You can’t make a decision if you don’t exist, rules Supreme Court

AS John B Keane’s widow Mary is fond of saying: “you have to be awful smart when you’re dealing with stupid people”.

You can’t make a decision if you don’t exist, rules Supreme Court

The Supreme Court didn’t quite put it that way but they could be forgiven for having been in that frame of mind when considering the ramifications surrounding the Government’s handling of Ireland’s economic freefall.

Yesterday the nation’s seven most senior judges held in favour of developer Paddy McKillen in his legal challenge to stop the state’s “bad bank”, the National Asset Management Agency (NAMA), taking control of €2.1 billion in loans, overturning an earlier ruling that NAMA properly acquired the loans owed by the property investor’s companies.

The court found the initial decision to acquire the loans by NAMA, an organisation which came into force on December 21, 2009, to clear Irish banks of their mountain of property debt, was invalid as it was taken by an interim team prior to the agency coming into existence.

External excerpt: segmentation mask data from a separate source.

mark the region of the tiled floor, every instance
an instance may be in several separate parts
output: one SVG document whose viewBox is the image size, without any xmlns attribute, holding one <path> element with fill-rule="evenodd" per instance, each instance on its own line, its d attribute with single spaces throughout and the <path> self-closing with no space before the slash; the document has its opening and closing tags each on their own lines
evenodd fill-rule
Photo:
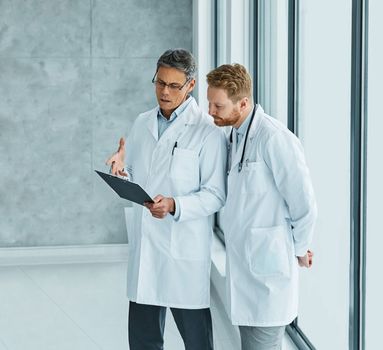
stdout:
<svg viewBox="0 0 383 350">
<path fill-rule="evenodd" d="M 125 263 L 1 267 L 0 350 L 127 350 L 125 285 Z M 234 350 L 220 307 L 215 348 Z M 170 312 L 165 349 L 183 349 Z"/>
<path fill-rule="evenodd" d="M 126 264 L 0 267 L 0 350 L 127 350 Z M 239 336 L 212 288 L 215 350 Z M 165 350 L 184 349 L 167 312 Z"/>
</svg>

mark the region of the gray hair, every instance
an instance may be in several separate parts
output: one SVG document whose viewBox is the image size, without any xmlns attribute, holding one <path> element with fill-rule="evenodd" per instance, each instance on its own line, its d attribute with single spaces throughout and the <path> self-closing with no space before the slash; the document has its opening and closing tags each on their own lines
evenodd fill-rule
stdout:
<svg viewBox="0 0 383 350">
<path fill-rule="evenodd" d="M 197 69 L 193 55 L 185 49 L 166 50 L 157 61 L 157 71 L 160 67 L 176 68 L 185 73 L 187 80 L 195 77 Z"/>
</svg>

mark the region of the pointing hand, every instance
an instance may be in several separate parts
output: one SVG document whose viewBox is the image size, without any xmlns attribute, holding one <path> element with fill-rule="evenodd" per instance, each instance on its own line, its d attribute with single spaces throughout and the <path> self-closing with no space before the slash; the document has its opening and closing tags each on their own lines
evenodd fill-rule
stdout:
<svg viewBox="0 0 383 350">
<path fill-rule="evenodd" d="M 121 137 L 117 152 L 114 153 L 106 161 L 106 165 L 110 166 L 110 173 L 112 175 L 128 176 L 128 174 L 124 172 L 124 161 L 125 161 L 125 140 Z"/>
</svg>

In other words, you can’t make a decision if you don’t exist. Yet that is exactly what the embryonic version of the organisation — a kind of unborn NAMA — purported to do and what the state tried to defend, spending tens of thousands of taxpayers’ money in order to do so.

As Chief Justice John Murray put it: “It is axiomatic that NAMA could not make any decision before it came into existence. It is a matter of fundamental legal principle that a statutory body may only perform its functions as authorised by its founding statute.

“It follows that the decision of the interim team made at meetings on December 11 and 14, 2009, was, in law, at the time when it was made, a nullity and had no legal effect.”

The developer, who has 62 properties including shopping centres, hotels and offices, has extensive loans with both state-owned Anglo Irish Bank and the Bank of Ireland. His legal team argued that most of his loans were performing well in the current climate and almost all properties are occupied by tenants.

Attorney General Paul Gallagher, who represented the state, said the acquisition of loans was necessary because of the extent of exposure to the financial institutions participating in NAMA.

Finance Minister Brian Lenihan said he needed to study the judgment before making a comment. He then went on to do exactly the opposite. “He may have won on a technical issue but lost on the merits,” said the minister, who is a barrister and graduate of the King’s Inns in Dublin.

The minister is wrong on both counts. Firstly, this is hardly a “technical” victory. It goes to the heart of how he and his team have handled the economic crisis since 2008. It is extraordinary that nobody would have raised red flags along the way to warn that any decision made — particularly one involving more than €2bn in loans — would have to be beyond question.

It also beggars belief that when NAMA came into existence that any decisions reached prior to that date could not have been copper-fastened afterwards. In fact, the Supreme Court raises that very issue.

“NAMA could have made a valid decision following establishment,” says the judgment. “It could have done this independently of any prior work of the interim team. It could also have done so by reference to that work. In either event, the essential point is that it would have to be a decision of the NAMA board.”

Counsel for the state argued that while NAMA made no explicit decision, it could be implied, an argument won in the High Court last year.

However, that was an implication too far for the Supreme Court. In any event the NAMA board considered that the decision on the loans had already been made, which begs the question of how a further decision — implied or otherwise — would have been considered necessary.

The Chief Justice put it succinctly: “It is clear from a reading of all the material offered that the board of NAMA and its officers considered the matter to have been decided on 11th and 14th December. There being in their minds no need for a further decision, it is not surprising that they never purported to make one.”

Despite the ruling, it would probably be presumptive of any straitened developer to crack open the Champagne just yet. The decision is based on the merits of an individual case and is unlikely to have broader implication. Any decisions by NAMA — after it was properly constituted — to acquire loans are likely to be upheld by the courts here, so long as proper procedure and due consideration is shown.